Let’s search for all types using directly swing components:

intellij18

Many types use directly swing components as shown by the following treemap which shows in blue these types.

intellij16

It’s not easy to change swing by another Gui framework. And even if Swing is  a subject of controversy, the amazing GUI of Intellij IDEA proves that Swing is a good choice for Gui needs.

Netty:

Netty is an asynchronous event-driven network application framework for rapid development of maintainable high performance protocol servers & clients.

Here’s the list of all types using this library:

intellij20

Only some few types use it directly, which is very useful if we want to change it with another library.

ASM:

ASM is a very small and very fast Java bytecode manipulation framework. It becomes very popular, many tools use it. We used it also in our tool JArchitect to analyse the bytecode.

Here’s the list of all types using ASM directly:

intellij19

As Netty , the use of ASM is isolated in some packages, and we can change it easily.

Except Swing almost all other external jars are not highly coupled to Intellij IDEA.

10- Statistics

10-1 Most used type

It’s interesting to know the most used types in a project; indeed these types must be well designed, implemented and tested. And any change occurs to them could impact the whole project.

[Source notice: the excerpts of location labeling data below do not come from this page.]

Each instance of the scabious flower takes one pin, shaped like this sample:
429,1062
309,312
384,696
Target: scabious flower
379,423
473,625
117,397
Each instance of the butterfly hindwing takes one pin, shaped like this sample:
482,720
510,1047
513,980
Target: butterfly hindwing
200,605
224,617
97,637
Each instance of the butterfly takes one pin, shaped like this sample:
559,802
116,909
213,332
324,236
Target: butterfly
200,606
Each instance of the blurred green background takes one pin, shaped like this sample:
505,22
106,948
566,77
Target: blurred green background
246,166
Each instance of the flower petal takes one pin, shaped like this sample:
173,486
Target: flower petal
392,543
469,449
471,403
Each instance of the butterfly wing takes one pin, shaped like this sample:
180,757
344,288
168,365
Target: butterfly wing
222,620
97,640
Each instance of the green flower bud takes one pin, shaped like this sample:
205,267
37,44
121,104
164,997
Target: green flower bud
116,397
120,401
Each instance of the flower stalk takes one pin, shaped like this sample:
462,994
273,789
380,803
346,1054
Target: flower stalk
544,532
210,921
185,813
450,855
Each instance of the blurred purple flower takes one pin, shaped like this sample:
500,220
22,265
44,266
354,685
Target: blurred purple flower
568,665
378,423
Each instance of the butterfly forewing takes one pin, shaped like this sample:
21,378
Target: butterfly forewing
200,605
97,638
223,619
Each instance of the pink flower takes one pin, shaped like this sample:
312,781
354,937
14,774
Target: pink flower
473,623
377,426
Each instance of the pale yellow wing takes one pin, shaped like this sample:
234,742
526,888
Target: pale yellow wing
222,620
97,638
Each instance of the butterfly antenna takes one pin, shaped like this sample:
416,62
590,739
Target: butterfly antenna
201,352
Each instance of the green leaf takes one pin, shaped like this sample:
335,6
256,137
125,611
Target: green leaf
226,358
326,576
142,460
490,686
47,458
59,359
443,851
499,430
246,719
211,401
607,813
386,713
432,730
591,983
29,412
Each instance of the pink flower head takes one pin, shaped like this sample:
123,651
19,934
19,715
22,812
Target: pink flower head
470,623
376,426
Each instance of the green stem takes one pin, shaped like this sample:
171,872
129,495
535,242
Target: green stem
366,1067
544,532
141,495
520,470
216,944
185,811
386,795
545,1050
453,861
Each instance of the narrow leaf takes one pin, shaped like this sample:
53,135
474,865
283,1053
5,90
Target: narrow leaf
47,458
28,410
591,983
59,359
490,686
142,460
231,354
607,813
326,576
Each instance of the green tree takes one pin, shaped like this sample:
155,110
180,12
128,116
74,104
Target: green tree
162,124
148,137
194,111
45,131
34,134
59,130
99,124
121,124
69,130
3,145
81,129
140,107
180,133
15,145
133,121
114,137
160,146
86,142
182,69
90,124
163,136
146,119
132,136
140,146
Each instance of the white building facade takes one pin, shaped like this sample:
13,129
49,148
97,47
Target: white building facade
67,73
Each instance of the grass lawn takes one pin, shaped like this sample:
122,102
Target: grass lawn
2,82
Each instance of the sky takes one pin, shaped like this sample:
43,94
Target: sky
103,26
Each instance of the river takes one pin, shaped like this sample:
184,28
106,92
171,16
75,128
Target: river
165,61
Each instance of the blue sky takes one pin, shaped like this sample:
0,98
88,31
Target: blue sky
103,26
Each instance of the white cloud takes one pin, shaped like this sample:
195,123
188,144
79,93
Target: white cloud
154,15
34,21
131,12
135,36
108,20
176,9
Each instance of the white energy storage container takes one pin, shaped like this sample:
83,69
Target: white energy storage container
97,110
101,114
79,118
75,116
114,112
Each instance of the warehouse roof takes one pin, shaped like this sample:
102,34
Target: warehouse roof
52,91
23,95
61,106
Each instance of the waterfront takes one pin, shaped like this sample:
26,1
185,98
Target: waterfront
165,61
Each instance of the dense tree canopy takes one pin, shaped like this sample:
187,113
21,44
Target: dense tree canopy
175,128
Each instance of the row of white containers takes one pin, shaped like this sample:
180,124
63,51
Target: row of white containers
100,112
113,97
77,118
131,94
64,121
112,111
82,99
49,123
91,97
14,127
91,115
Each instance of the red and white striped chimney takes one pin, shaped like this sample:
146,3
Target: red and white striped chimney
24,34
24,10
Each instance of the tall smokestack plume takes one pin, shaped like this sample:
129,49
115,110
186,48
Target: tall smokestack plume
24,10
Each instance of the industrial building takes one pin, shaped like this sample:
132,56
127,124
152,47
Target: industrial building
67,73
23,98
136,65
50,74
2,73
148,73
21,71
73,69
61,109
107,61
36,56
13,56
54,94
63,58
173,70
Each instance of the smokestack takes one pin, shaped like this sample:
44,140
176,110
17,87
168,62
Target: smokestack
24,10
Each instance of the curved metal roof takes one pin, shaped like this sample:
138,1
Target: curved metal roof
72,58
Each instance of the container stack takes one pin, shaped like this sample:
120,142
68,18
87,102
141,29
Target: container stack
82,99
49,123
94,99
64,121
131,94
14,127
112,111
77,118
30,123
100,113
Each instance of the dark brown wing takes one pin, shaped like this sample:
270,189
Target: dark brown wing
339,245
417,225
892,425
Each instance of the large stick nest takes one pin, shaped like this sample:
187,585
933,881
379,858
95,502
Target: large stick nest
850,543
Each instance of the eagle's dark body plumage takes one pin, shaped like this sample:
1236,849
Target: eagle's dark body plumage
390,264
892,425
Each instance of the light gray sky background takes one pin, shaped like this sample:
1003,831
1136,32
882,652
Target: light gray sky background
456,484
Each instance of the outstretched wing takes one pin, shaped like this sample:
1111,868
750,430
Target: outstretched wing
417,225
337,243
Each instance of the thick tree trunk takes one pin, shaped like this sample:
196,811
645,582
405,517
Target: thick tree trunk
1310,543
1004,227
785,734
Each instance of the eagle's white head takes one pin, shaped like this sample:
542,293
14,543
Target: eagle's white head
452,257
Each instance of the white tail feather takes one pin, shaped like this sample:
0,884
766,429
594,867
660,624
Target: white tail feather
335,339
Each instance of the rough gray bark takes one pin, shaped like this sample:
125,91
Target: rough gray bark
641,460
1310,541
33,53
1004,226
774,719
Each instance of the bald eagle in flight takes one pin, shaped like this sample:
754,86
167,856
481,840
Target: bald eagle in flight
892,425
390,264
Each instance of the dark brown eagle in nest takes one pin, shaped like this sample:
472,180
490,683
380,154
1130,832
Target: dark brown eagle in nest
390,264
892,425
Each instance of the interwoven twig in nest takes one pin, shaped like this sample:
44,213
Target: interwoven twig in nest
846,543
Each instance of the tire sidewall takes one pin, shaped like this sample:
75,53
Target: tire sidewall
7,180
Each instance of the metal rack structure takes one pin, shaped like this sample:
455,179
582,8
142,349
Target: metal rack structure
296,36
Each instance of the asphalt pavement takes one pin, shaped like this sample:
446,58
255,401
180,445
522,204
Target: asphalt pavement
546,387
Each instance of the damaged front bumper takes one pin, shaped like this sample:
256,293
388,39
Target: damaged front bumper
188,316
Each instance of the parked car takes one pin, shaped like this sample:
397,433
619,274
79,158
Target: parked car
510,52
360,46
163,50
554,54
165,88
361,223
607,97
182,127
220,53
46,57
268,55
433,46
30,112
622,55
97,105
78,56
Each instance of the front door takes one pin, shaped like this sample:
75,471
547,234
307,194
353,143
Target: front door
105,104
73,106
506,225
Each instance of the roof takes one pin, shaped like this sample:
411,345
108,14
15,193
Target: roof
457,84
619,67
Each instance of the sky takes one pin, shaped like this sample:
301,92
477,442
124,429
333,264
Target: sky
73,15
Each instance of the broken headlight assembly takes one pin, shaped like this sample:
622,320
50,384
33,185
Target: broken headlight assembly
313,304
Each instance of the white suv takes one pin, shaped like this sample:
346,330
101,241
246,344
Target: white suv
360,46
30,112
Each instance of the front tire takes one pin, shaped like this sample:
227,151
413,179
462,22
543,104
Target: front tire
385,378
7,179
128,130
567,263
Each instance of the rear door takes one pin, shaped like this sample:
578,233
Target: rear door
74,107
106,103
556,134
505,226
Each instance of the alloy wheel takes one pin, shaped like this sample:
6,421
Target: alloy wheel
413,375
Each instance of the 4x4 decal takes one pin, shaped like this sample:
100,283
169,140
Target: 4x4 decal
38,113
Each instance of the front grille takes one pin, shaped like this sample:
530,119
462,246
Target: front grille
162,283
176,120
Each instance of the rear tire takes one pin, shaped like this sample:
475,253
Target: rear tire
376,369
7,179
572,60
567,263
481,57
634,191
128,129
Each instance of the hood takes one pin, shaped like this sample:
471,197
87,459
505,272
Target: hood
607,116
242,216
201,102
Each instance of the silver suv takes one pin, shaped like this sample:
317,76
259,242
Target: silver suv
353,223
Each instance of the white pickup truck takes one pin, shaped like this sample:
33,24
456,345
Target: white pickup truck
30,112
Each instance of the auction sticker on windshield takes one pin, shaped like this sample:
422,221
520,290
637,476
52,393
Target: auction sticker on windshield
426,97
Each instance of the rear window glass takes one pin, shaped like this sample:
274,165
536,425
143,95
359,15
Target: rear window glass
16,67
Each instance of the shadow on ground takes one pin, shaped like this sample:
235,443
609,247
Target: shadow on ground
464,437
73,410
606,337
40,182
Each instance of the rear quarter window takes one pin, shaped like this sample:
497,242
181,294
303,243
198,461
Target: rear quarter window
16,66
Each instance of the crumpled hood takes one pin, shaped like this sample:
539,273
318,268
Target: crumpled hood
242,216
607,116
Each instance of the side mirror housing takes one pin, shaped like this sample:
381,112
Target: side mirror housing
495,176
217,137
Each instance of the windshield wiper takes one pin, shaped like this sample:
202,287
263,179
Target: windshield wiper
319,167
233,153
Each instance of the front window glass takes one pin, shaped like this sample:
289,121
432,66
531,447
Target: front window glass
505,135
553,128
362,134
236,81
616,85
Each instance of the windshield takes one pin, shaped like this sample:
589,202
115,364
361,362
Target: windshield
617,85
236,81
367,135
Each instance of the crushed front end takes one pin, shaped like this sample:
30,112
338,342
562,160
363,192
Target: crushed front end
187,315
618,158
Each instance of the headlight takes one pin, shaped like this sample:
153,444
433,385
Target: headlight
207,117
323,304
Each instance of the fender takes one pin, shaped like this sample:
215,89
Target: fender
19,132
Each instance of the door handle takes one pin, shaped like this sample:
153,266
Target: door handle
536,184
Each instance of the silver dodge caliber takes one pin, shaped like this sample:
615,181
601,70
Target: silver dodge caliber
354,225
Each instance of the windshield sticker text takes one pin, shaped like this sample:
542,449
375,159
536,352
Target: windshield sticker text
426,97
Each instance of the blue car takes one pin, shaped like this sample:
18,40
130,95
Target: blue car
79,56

We can find them using the TypesUsingMe metric:

intellij28

However, there’s another interesting metric to search for popular types: TypeRank.

TypeRank values are computed by applying the Google PageRank algorithm on the graph of types’ dependencies. A homothety of center 0.15 is applied to make it so that the average of TypeRank is 1.

Types with high TypeRank should be more carefully tested because bugs in such types will likely be more catastrophic.

Here’s the result of all popular types according to the TypeRank metric:

intellij27

With this metric PsiElement became the most used type instead of the Project interface.

10-2 Most used methods:

intellij30

10-3 Methods calling many other methods

It’s interesting to know the methods using many other ones; a design problem could be revealed in these methods. And in some cases a refactoring is needed to make them more readable and maintainable.

intellij31

Summary

Intellij IDEA is very well designed and implemented, many patterns are used and many best practices are implemented. Exploring its source code is a pragmatic way to learn how to design and implement your application. It’s better than reading only books and articles from the web to improve your design skills.